A polémica das manifestações ao canto de «Grândola, Vila Morena», interrompendo as intervenções de governantes é paradigmática do momento que vivemos e da Democracia em que convivemos. O momento é de crise financeira, económica, social, do valor da dignidade humana, da integração europeia e da Democracia, e em todos estes vectores é profunda.
No que concerne àquela última, a crise da Democracia, radica talvez na ausência de respostas das instituições democráticas aos problemas das populações, na dificuldade de órgãos de soberania e partidos políticos compreenderem as aspirações da sociedade, e encontrarem soluções adequadas e sensatas.
Tenho lido e ouvido algumas opiniões, todas respeitáveis, sobre o que agora chamam tentativa de silenciamento do que chegou a Ministro, e agora aspira a mártir da liberdade de expressão, Miguel Relvas, e devo dizer que algumas me deixam perplexo, por não reflectirem o confronto democrático de direitos, liberdades e garantias do conjunto do Estado. De um Estado também composto por uma população.

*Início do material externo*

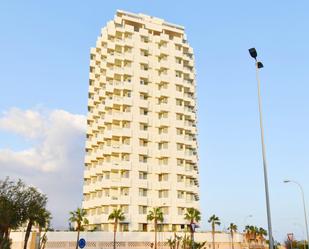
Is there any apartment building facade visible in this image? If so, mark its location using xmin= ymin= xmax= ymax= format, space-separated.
xmin=82 ymin=11 xmax=199 ymax=231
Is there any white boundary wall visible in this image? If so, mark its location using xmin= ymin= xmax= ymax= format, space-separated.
xmin=11 ymin=232 xmax=253 ymax=249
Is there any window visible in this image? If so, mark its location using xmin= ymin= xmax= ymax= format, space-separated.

Leio e ouço a eloquência na afirmação da inaceitabilidade daquilo a que chamam tentativa de silenciamento de Miguel Relvas, pergunto-me se sabem eles o que é silenciamento? Tratou-se do impedimento ao uso da palavra em determinado momento e espaço de tempo, é certo, e também é certo que foi limitada a liberdade de expressão, assim como vêm sendo limitados alguns dos direitos, garantias e liberdades de quem se manifestou naqueles momentos determinados, estivessem eles nos espaços em que ocorreram os incidentes, ou mesmo no sofá de cada casa portuguesa. Conjuguemos portanto as duas faces da mesma moeda.
Acrescentaria apenas que gostaria de ter assistido nos momentos certos, e por parte de algumas dessas opiniões, à mesma eloquência e contundência na denúncia do caso Pedro Rosa Mendes, na chantagem sobre uma jornalista do Público, nos excessos da Polícia de Segurança Pública (P.S.P.) da escadaria da Assembleia da República até ao Cais do Sodré, ou mais recentemente na identificação levada a cabo pela P.S.P., dos que se manifestaram cantando, no local onde intervinha Paulo Macedo. Queiramos ou não, todos estes e outros acontecimentos estão ligados a estas manifestações, e não devem ser dissociados na avaliação destas, tal como a governação não pode ser dissociada da população que serve.